It was in the night that John was worst.
Those nights when he lay in ben curled into the foetal position, shaking as the tears became a flow of sadness dripping onto the sheets or pillow on which he rested his head.
He knew nobody was around but he still wept silently, muffling the sobs with the covers or his pillow. He didn't want anybody at those times, but at the same time all he yearned was for a warm body to encircle him in their arms and whisper that it'll all be alright. That he'll beat this depression.
The voice never comes, the warmth never comes. Nothing does. The only thing he is left with is a feeling of emptiness. He's felt like this for so long he's blocked it out, he's so numb, so, so numb.
There would be a wave of… of…something. Something that would cause him to tense, to curl tighter into himself and his hands to grab onto his hair, tugging painfully at the blond locks. Sometimes it was skin, he would hold onto his neck, tensing his shoulder blades and digging his nails into the soft skin until there were marks left that left a small amount of blood welling to the surface and to drip down. He still wouldn't make a noise in that moment but it's hard. If he didn't hold back, a horrible wail would echo throughout his bedroom and he didn't want to hear it. The sound of his own mental pain.
He thought he'd beaten it, the suicidal thoughts, the self-hate, the itching of his wrists. The dreams were the worst, always leaving him in this very position.
It had stopped though, when he'd met the great Sherlock Holmes. Well, not stopped but it had gotten better. He hadn't been so alone, so sad all the time. Sherlock had saved him and he'd never been able to thank him for it.

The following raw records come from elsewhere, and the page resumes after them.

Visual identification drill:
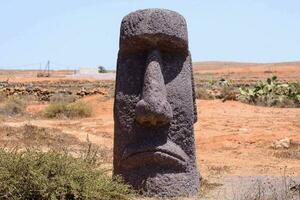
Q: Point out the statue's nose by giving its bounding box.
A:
[135,50,173,127]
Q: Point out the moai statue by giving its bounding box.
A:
[113,9,200,197]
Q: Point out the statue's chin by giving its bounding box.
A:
[141,173,199,197]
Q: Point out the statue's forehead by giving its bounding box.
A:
[120,9,188,48]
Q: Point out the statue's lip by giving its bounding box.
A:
[122,141,188,169]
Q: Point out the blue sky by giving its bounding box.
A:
[0,0,300,69]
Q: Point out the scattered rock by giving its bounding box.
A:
[272,138,291,149]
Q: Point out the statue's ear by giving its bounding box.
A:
[191,62,198,123]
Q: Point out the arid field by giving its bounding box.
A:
[0,62,300,199]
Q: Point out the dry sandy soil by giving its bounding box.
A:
[0,62,300,198]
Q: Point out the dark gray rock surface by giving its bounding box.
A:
[114,9,200,197]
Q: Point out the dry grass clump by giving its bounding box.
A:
[0,96,26,116]
[233,176,300,200]
[0,150,134,200]
[43,101,92,118]
[273,142,300,160]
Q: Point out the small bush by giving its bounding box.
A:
[0,97,26,115]
[0,150,133,200]
[44,102,92,118]
[50,94,78,103]
[239,76,300,107]
[0,91,7,102]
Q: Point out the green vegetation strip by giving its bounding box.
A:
[0,150,134,200]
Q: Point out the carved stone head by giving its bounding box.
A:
[114,9,199,197]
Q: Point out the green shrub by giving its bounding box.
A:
[44,101,92,118]
[0,150,134,200]
[239,76,300,107]
[50,94,78,103]
[0,97,26,115]
[0,91,7,102]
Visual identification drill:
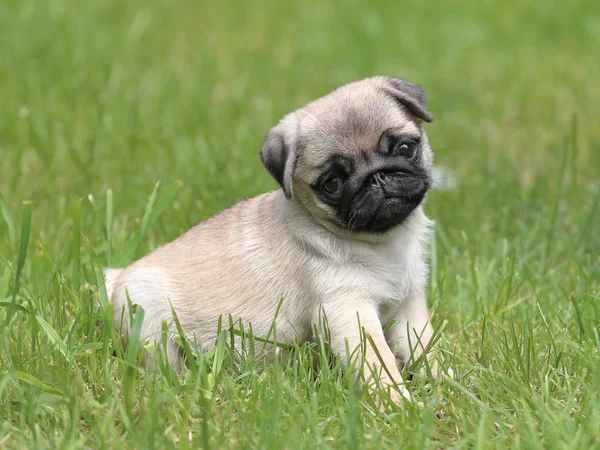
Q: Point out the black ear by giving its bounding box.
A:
[381,77,433,123]
[260,122,298,199]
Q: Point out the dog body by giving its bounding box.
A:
[106,77,433,400]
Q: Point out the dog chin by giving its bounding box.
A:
[349,196,424,233]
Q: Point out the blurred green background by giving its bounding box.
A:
[0,0,600,448]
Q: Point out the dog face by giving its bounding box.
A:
[261,77,433,234]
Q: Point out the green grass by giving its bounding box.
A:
[0,0,600,449]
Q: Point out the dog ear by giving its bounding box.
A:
[260,116,298,199]
[380,77,433,123]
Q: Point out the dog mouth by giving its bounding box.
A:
[340,177,429,233]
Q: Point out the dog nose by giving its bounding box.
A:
[371,172,387,187]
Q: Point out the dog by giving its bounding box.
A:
[105,76,435,403]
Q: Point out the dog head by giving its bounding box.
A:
[260,76,433,233]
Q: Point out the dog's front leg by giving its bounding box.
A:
[387,293,437,378]
[320,301,410,404]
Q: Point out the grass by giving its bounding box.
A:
[0,0,600,449]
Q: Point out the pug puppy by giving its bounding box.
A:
[105,76,440,402]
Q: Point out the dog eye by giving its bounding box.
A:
[323,176,342,195]
[390,141,417,159]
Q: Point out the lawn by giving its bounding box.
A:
[0,0,600,449]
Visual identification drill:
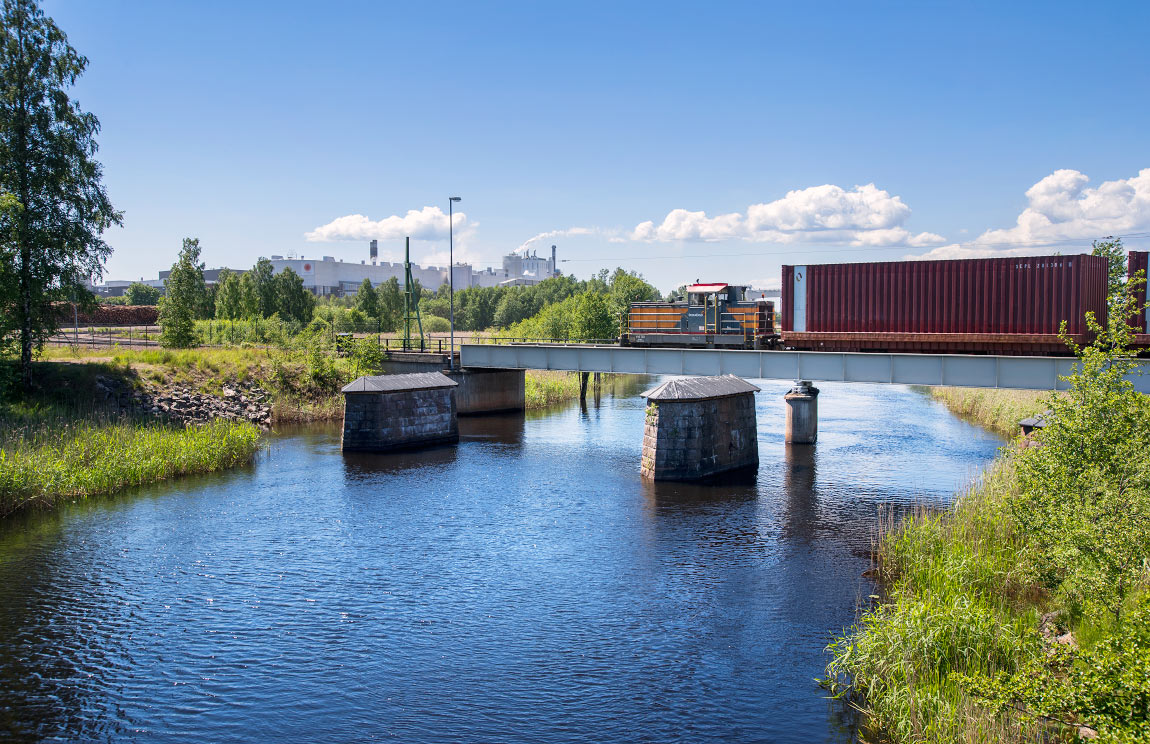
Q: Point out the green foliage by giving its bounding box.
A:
[825,280,1150,742]
[348,337,388,377]
[601,269,660,319]
[215,269,247,320]
[376,277,404,333]
[355,277,380,317]
[273,268,315,324]
[930,388,1047,439]
[1011,292,1150,615]
[244,258,279,317]
[0,0,122,389]
[423,315,451,333]
[523,369,578,409]
[420,296,451,324]
[0,416,260,515]
[570,292,619,340]
[1090,237,1126,322]
[160,238,207,348]
[124,282,160,305]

He'd never forget it, the sight of his best friend flying through the air towards the hard, cold pavement meters below. The sight of those open eyes staring into nothing, looking so vacant as the black curls soaked in his dark, dark blood. Every time he closed his eyes he saw it. Sherlock had saved him and what had he done in return? Watched as the detective fell to his death.
Suicide. It was something he had contemplated a lot. His note wouldn't be long though, it would only be a few brief goodbyes but mostly it would be to make sure nobody blamed themselves. Then again, who would read it? Sure, Harry would be a bit upset but she'd get over it, just buy another bottle of scotch. Mrs Hudson would be saddened but it wouldn't last long. Lestrade would be unhappy at most, maybe even annoyed but it would hardly affect him unless it was seen as murder and became a case. It would hardly affect anybody. Sarah would hire another doctor to fill his position, Mrs Hudson would get new tenants, Lestrade would probably not even hear, and Mycroft wouldn't be bothered in the slightest.
No, nobody would overly miss him.
Three years of this now. Existing. Existing in a numb state where the only thing he does feel is pain. He missed his detective, the man that made him feel alive again. It's getting too hard for him to live now; he's back to the way he was after being discharged. He had no purpose and it was killing him. Sherlock had given him purpose; he'd also given him the thing he needed. A friend. Somebody who was there.
He didn't know when but somehow in all the time he spent with the crazy man, he fell in love. He hadn't believed in love before that, thinking it just a lie you told to make your partner feel close but now he knew it. It's real. Every time he'd look at Sherlock his heart would skip a beat, he'd get butterflies and his palms would sometimes even become sweaty. He became a nervous teenager again around the man. It was so frustrating but so lovely at the same time.
The night before Sherlock jumped, he'd told the detective how he felt and to his utter surprize, the man had returned his sentiments. It had been his dream. But then the call came, Mrs Hudson had been hurt. He could still remember the disbelief he had harboured as Sherlock had refused to go and see her. The words that he had spat at him; "you machine," being the phrase that echoed around his head on repeat.
It's a cold night tonight. You could hear the wind outside whistling through the cracks in the silence, making the army doctor shake as he wrote it.
He had made a decision.
He couldn't go on like this, so alone all the time. The last time he had been about to do it was the night before meeting Sherlock. It's funny how one man could alter his life so drastically and then for it to resume as it was, the second he left.
The note was simple; a short goodbye and a small paragraph to tell them to let him go, to forget him. He left it on the coffee table.He folded it neatly, only writing the word "goodbye" on the front. Hopefully Mrs Hudson wouldn't find him; she didn't need to see the mess. He knew that she would but still he wished.
He made his way back to his room barefoot. He was comfortable in his plaid pyjama bottoms and a white t-shirt. In his room, in the third drawer down, he still kept that gun. It was cold when he picked it up; it felt heavy in his hands. He decided to sit on the bed for this, so he made himself comfortable. His hands were shaking as he brought the gun to his temple, he squeezed his eyes shut. It was ready, he was ready. He didn't need to be alone anymore.
He was about to pull it, to press his finger down on the trigger.
When the sound of a door hitting the wall in the living room made him freeze.
"John?" A baritone voice drifted up to his room.